Selon nos informations, l’ancien eurodéputé S&D, l’Italien Pier-Antonio Panzeri, le Secrétaire général fraîchement élu de la Confédération internationale des syndicats (l’Ituc) Luca Visentini, ainsi qu’un directeur d’ONG et un assistant parlementaire européen, ont tous les quatre été interpellés dans la matinée. Ils sont présumés innocents.
Le parquet fédéral nous confirme d’ailleurs « l’interpellation pour audition » – en procédure Salduz 4, c’est-à-dire en tant que suspects et en présence d’un avocat – de quatre individus « nés en 1955, 1969, 1971 et 1987 ». Ils pourraient être présentés devant le juge sous 48 heures, qui déciderait alors d’éventuels mandats d’arrêt.

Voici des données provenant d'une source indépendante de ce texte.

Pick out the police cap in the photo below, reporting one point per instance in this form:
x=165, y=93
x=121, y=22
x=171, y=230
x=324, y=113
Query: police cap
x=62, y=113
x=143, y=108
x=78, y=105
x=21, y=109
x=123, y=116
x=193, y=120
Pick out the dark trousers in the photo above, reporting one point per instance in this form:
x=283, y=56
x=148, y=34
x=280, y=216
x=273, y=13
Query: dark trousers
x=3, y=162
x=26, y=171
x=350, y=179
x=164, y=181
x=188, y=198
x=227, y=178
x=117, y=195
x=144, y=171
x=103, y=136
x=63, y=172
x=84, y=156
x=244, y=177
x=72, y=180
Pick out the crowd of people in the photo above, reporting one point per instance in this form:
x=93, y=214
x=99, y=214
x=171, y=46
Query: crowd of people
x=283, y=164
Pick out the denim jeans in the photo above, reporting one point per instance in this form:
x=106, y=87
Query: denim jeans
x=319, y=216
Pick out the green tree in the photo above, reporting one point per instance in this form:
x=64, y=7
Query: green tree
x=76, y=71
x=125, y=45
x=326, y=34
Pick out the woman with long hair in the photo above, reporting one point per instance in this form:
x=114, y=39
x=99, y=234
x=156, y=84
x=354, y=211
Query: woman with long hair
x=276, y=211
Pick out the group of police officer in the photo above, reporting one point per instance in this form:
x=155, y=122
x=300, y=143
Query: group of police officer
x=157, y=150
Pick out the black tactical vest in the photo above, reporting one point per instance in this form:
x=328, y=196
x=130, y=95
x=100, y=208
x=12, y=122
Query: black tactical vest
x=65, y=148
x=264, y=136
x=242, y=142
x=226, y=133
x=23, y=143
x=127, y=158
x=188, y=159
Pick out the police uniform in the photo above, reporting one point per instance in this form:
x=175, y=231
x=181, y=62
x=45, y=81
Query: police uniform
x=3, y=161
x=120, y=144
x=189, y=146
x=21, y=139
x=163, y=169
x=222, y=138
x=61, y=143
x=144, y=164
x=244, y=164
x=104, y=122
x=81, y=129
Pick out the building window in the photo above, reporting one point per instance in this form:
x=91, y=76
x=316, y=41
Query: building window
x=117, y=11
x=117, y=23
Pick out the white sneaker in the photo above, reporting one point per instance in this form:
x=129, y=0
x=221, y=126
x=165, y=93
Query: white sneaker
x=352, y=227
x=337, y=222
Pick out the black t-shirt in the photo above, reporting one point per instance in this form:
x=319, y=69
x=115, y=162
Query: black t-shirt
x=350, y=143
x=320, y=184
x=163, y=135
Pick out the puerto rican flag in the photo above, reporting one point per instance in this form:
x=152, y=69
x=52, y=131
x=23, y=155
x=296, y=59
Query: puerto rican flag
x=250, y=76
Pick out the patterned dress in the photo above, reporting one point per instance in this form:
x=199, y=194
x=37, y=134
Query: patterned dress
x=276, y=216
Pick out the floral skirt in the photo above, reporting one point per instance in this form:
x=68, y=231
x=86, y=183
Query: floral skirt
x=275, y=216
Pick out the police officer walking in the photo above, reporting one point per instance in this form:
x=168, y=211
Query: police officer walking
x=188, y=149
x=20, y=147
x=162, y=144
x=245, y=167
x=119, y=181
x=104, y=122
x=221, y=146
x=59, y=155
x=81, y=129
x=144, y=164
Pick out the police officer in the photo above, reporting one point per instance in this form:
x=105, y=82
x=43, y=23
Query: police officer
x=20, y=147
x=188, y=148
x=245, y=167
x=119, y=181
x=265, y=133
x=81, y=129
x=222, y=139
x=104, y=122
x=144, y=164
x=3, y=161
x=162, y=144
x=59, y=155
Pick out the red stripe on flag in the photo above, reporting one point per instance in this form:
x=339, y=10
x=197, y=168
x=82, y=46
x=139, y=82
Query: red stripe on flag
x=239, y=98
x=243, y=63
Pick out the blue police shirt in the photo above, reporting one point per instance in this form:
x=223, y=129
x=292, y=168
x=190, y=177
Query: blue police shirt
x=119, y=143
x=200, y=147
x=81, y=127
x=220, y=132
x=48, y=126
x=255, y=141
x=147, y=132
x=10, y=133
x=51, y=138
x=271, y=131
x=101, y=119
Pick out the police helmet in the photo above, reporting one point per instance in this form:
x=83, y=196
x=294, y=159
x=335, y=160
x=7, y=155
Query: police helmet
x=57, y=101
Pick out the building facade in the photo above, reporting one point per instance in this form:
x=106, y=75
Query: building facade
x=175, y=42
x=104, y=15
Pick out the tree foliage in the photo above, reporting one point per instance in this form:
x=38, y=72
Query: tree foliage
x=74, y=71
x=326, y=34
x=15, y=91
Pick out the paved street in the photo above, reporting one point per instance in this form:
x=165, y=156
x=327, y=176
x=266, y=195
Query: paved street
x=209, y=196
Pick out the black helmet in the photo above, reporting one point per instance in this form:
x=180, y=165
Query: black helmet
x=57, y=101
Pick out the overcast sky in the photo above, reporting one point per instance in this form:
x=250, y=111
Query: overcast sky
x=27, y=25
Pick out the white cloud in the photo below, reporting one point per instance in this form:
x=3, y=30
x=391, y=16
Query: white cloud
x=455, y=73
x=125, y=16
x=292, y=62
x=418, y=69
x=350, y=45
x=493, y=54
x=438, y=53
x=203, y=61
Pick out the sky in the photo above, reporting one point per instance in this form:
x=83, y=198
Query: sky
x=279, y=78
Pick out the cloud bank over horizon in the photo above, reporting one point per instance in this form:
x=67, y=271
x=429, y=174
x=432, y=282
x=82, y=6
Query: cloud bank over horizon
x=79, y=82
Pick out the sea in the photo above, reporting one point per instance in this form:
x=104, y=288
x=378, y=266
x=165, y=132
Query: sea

Tous ces suspects ont la nationalité ou une origine italienne. En public, ils sont très actifs dans des associations et ONG pro-droits de l’Homme. M. Panzeri est d’ailleurs le président de Fight Impunity, une ASBL promouvant « la lutte contre l’impunité pour de sérieuses violations des droits humains » et la justice internationale. Selon nos informations, le siège de Fight Impunity, situé en plein centre de Bruxelles (rue Ducale), a subi une perquisition ce matin.
Coffre-fort bien garni
Les perquisitions de ce matin ont permis aux officiers dirigés par le juge Claise de mettre la main sur plus d’un demi-million d’euros en liquide. Selon les informations du Soir et de Knack, ces quelque 600 000 euros cash ont été découverts dans la résidence bruxelloise de l’ancien eurodéputé.
Luca Visentini a été élu en novembre Secrétaire général de l’Ituc. Une confédération de syndicats du monde entier, dont des organisations belges, représentant au total plus de 200 millions de travailleurs.
Pour le Qatar, il s’agirait de défendre « sa » Coupe du monde de football tant décriée, et les progrès supposés de l’émirat sur les droits humains ou les conditions de travail des migrants.
Des assistants parlementaires visés
Preuve de la sensibilité du dossier, « cette opération visait en particulier des assistants parlementaires européens », conclut le parquet fédéral en réponse à nos questions. Chez eux, c’est essentiellement du matériel informatique et des téléphones qui ont été saisis par les enquêteurs. « Ces éléments seront analysés dans le cadre des investigations. »
Parmi les personnes concernées par les perquisitions, Le Soir et Knack identifient quatre assistants parlementaires proches du groupe S&D (y compris celui qui a été privé de liberté), l’un de ces assistants est également lié au groupe PPE (droite). Les enquêteurs ont encore « visité » les domiciles de deux conseillers et d’une fonctionnaire du Parlement européen. Sans compter des directeurs de groupes de pression actifs dans l’UE.
En réponse à nos sollicitations, le service presse du Parlement européen déclare « ne pas commenter les procédures judiciaires en cours » : « Comme toujours, le Parlement européen coopère entièrement avec les autorités nationales compétentes. Pareil dans ce dossier spécifique », déclare-t-il.
Bruxelles pullule à la fois d’espions, mais aussi de lobbyistes, en raison de la présence de l’OTAN et des institutions européennes. Les investigations tentent toutefois de déterminer si les acteurs du dossier ne sont pas allés bien au-delà du simple lobbying. On parle de corruption présumée au sein du seul organe européen élu au suffrage direct. Par un État étranger, régulièrement accusé depuis l’attribution de la Coupe du monde de violer les droits humains d’opposants politiques, de personnes LGBTQ+ et des 2 millions de travailleurs migrants qui peuplent l’émirat gazier.
MAJ LGS : Eva Kaili a été écrouée le 11 décembre 2022.